# TD/ETD Comparison on "Random Walk"

This notebook contains some comparisons between TD and Emphatic TD on a simple problem under function approximation. 

We identify the solutions each algorithm converges to using the matrix operator equations for each algorithm, and compare them to the optimal approximation (as found by the least squares solution).

In [1]:
import numpy as np
import pandas as pd
from functools import reduce
from numpy import dot
from numpy.linalg import pinv

from features import *
from mdptools import *
from solvers import td_solution, etd_solution, exact_solution
from report import report

from IPython.display import display

In [2]:
# Set pandas display options
pd.set_option('precision', 4)

# Set numpy display options
np.set_printoptions(precision=4)

# Random Walk

An environment which represents a random walk along a 1-D chain.

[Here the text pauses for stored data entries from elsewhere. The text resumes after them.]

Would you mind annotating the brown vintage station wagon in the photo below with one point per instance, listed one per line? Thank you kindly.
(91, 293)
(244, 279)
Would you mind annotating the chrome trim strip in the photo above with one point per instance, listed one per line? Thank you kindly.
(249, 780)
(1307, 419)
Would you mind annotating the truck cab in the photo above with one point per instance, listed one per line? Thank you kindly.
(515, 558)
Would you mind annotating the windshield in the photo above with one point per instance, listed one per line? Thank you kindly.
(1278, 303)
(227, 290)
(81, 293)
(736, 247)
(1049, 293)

* Here, states are indexed from 0 to N-1, with states N and N-1 being the terminal states.
    * We refer to state `N-1` as the "rightmost" state, and state `N-2` as the "leftmost" state.
* In terminal states, the feature vector $x(s)$ is the zero vector, the reward $r(s)$ is zero, and $\gamma(s) = \lambda(s) = i(s) = 0$.
* The environment is undiscounted, so $\gamma(s) = 1$ for $s$ non-terminal.
* For these experiments, $\lambda(s) = 0$ for all states $s$.
* Interest is constant and uniform for each state; $i(s) = 1$ for $s$ non-terminal.

In [3]:
def random_walk_matrix(n, p=0.5):
    """
    The transition matrix for a random walk with `n` states (including 
    two terminal states).
    """
    ret = np.zeros((n,n))
    # terminal state transitions
    ret[-2:, -2:] = np.eye(2) 
    # transient states that can terminate
    ret[0,-2] = p       # left side of chain
    ret[0,1] = (1-p)
    ret[-3,-4] = p      # right side of chain
    ret[-3,-1] = (1-p)
    # handle rest of transient states
    for i in range(1, n-3):
        ret[i][i-1] = p 
        ret[i][i+1] = (1-p)
    return ret

In [4]:
# Common parts of problem specification
num_states = 7
pleft = 0.5
pmat = random_walk_matrix(num_states, p=pleft)
s0 = int2basis(2, 7)
states = state_vectors(pmat)
indices = state_indices(pmat)
terminals = [as_tuple(s) for s in find_terminals(pmat)]
gmfunc = Constant(1.0, terminals=terminals)
lmfunc = Constant(0.0, terminals=terminals)
ifunc = Constant(1.0, terminals=terminals)

In [5]:
display(pmat)

array([[ 0. ,  0.5,  0. ,  0. ,  0. ,  0.5,  0. ],
       [ 0.5,  0. ,  0.5,  0. ,  0. ,  0. ,  0. ],
       [ 0. ,  0.5,  0. ,  0.5,  0. ,  0. ,  0. ],
       [ 0. ,  0. ,  0.5,  0. ,  0.5,  0. ,  0. ],
       [ 0. ,  0. ,  0. ,  0.5,  0. ,  0. ,  0.5],
       [ 0. ,  0. ,  0. ,  0. ,  0. ,  1. ,  0. ],
       [ 0. ,  0. ,  0. ,  0. ,  0. ,  0. ,  1. ]])

## Constant Feature, Unit Reward on Right-Termination

* reward for terminating in the rightmost state, `N-1`
    * r(s) = 1 for $(s, a, s') = (N-3, right, N-1)$
    * r(s) = 0 for all other transitions.
* x(s) = 1 for x non-terminal

In [6]:
rvec = np.zeros(num_states)
rvec[-3] = (1-pleft)
phi = Wrap(Bias(), terminals=terminals)

full_df = report(pmat, rvec, s0, phi, gmfunc, lmfunc, ifunc)
df = full_df[["weights", "MSE"]]
display(full_df)

Expected Reward:
[ 0.   0.   0.   0.   0.5  0.   0. ]
Feature Matrix:
[[ 1.]
 [ 1.]
 [ 1.]
 [ 1.]
 [ 1.]
 [ 0.]
 [ 0.]]
True Values:
[ 0.1667  0.3333  0.5     0.6667  0.8333  0.      0.    ]
Emphasis As Good or Better?: True


Unnamed: 0,weights,MSE,values
Least-Squares,[0.5],0.056,"[0.5, 0.5, 0.5, 0.5, 0.5, 0.0, 0.0]"
TD,[0.5],0.056,"[0.5, 0.5, 0.5, 0.5, 0.5, 0.0, 0.0]"
ETD,[0.5],0.056,"[0.5, 0.5, 0.5, 0.5, 0.5, 0.0, 0.0]"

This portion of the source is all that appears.